En fait, la grippe espagnole est une des conséquences directes de la guerre. Elle serait venue des Etats-Unis ou du Mexique. Elle a été quelque chose de phénoménal ! Elle a fait énormément de ravages et de victimes partout dans le monde, sur le Front de l’Est notamment. On les compte par millions.

Monument aux Morts de Saint-Louis (détails)

Monument aux Morts de Saint-Louis (détails)

III-3. Le mot de la fin : pourquoi et comment commémorer et enseigner ?
R. M-F : Le problème, c’est que l’homme va avoir tendance à avoir la mémoire courte. Il faudrait se rappeler que – sans faire de patriotisme acharné – des soldats sont allés défendre une cause et ils y ont quand même laissé leur vie. C’est une question de respect pour ces hommes et ce qu’ils ont dû subir, abandonner. C’est une leçon à ne pas réitérer – belles paroles dirons-nous -. Aujourd’hui ce serait pire vu ce que l’on est capable de faire !
Enseigner ce n’est pas rester sur le fait de guerre. Enseigner les tranchées, certes, mais cela reste très abstrait. A la limite, je préfère que les élèves regardent un film, un extrait d’Un long dimanche de fiançailles (3), c’est très représentatif. Mais pour comprendre vraiment, il faut s’imprégner réellement des choses – ce qu’on n’a pas le temps de faire clairement en classe -. Expliquer aux élèves quelles étaient les raisons. Se poser la question : est ce que ça valait le coup de laisser des millions de victimes pour finalement se rendre compte que la 1ère guerre c’est ni plus ni moins des intérêts économiques qui sont en jeu?
Le problème, c’est qu’actuellement, les guerres, la 1ère (et la 2ème), sont enseignées de façon binaire, et on reste dans l’idée : ça c’est les méchants, ça c’est les gentils. On a fait la guerre pour récupérer l’Alsace/Lorraine. Oui, c’est une des raisons. Sinon, il y a une grande guerre économique. Il y a tout l’enjeu colonial, il y a quand même tout cela derrière qui n’est pas abordé. Il faut aller plus loin. Ce n’est pas facile. Il faut relever le niveau de réflexion de l’élève, qu’il ait une vue plus globale pour avoir une vraie idée de ce qui a pu nous amener là et de ce qu’il faudrait éviter. Une connaissance un peu plus critique de la guerre et de l’histoire en général.
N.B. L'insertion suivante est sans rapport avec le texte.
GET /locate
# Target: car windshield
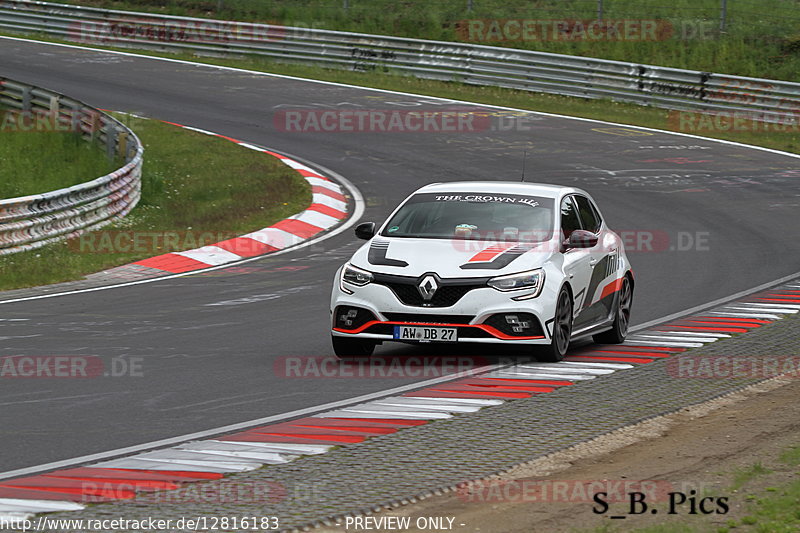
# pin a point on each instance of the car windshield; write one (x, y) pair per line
(474, 216)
Avec tous nos remerciements à Rachel MNEMOSYNE-FEVRE

Entretien réalisé pour dpr par Marie-Claude DAVID FONTAINE

1. Thèse dirigée par les professeurs Yvan Combeau de l’Université de La Réunion et Jules Maurin de l’Université de Montpellier. Soutenue en 2006, à l’Université de La Réunion.
2. Lire le début de l’entretien dans l’article annexe de dpr : Les soldats réunionnais pendant la guerre 14-18.
3. Un long dimanche de fiançailles, film de Jean-Pierre Jeunet, 2004.
4. Photos de Marc David. Carte postale de la collection Hilaire Fontaine.